Tuesday, August 12, 2008

Rooftops


One of my favorite spots in Santa Fe is the rooftop of the La Fonda Hotel, the bell tower they call it. From there you can see far to the west and north, and to the east, beyond the Loretto Chapel steeple, the mountains are close enough to touch, almost. Sound, which travels unencumbered in the high desert air, approaches palpable, promising activity below brush of rabbit and lizard and ant, unwitnessed by human eye. The raven perched atop tall lights that illuminate the night is reading my thoughts, understands them far better than I, and KWAAK-KWAAKS his approval that I might be on to something.

After a while, this town can become just another place, where most go to work, in offices, delivering fuel, stocking grocery shelves, enforcing laws, serving and saving lives in every way imaginable. If you give in to the ordinariness of life, to what you expect and what is expected of you, if the sound of impatient horns and angry voices fills your head, you just might miss the lovely quiet chorus happening beneath the mountain brush that you must reach toward to smell from the rooftop of the La Fonda.

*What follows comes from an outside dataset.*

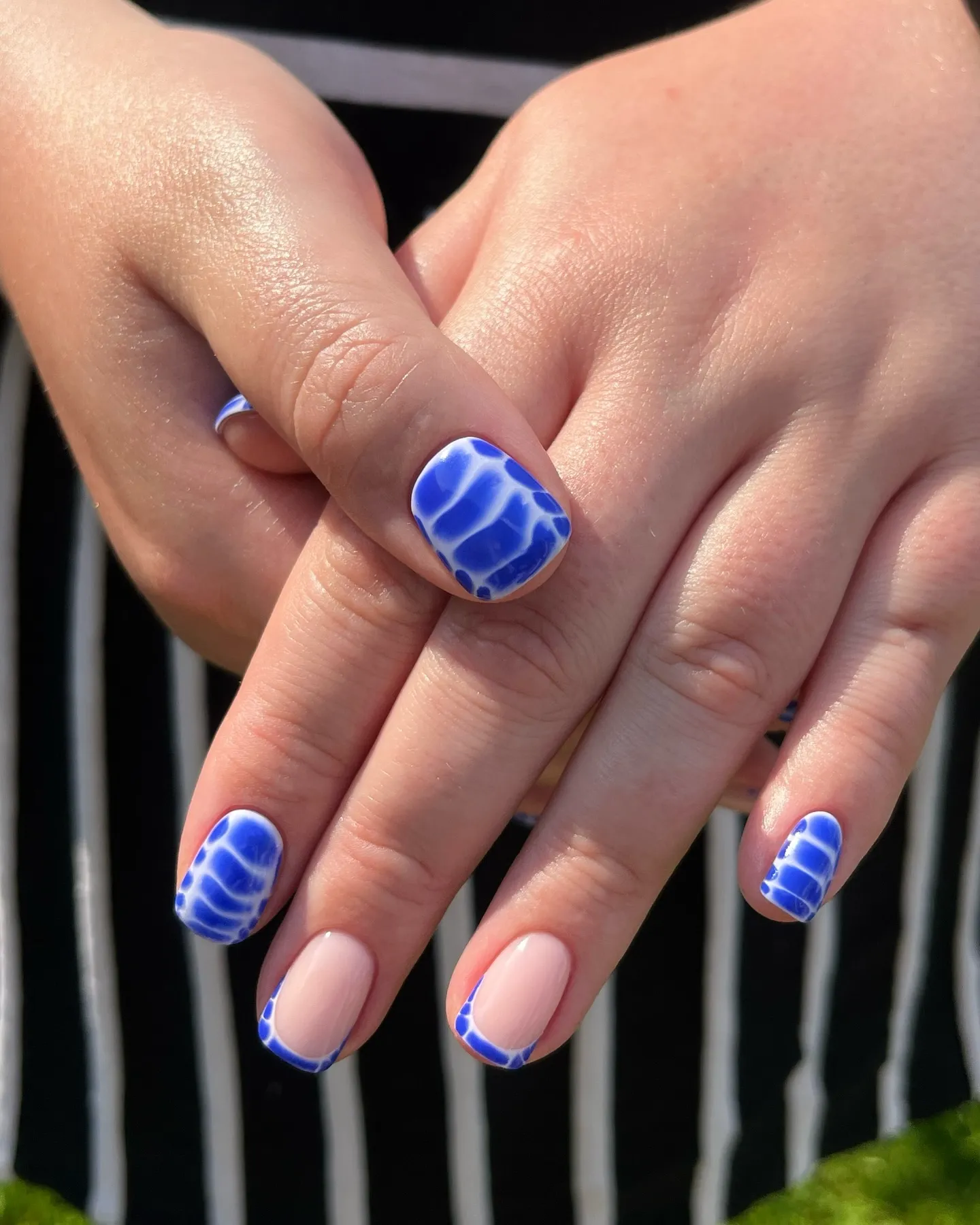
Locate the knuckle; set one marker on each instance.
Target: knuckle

It seems that I must reconcile myself to what finally is an ugly truth about this place on the high desert. We are a city of people living in close quarters. I can’t use the word “folks”. It suggests a kindness that doesn’t suit the habits of the willful, those who insist on living their lives squarely in the face of others. Walls that should spare our dignity save us not. Doors and windows left open to fetch the summer air guarantee an audience. Those who are forced to witness turn their heads in embarrassment, cock their ear in disbelief. Is this how it must be? I am ashamed. We should be mortified. We must.

The bells of St. Francis toll the half hour. People rush about on their holiday. Dogs wag their tails in the shade of the plaza. The Pentecost plays out on cell phones. We understand much about one another, but really, very little. The La Fonda rooftop is closed, the view of the Sangre de Cristo called Sun and Moon unseen until that time of day when voices are quieted as awe has its way.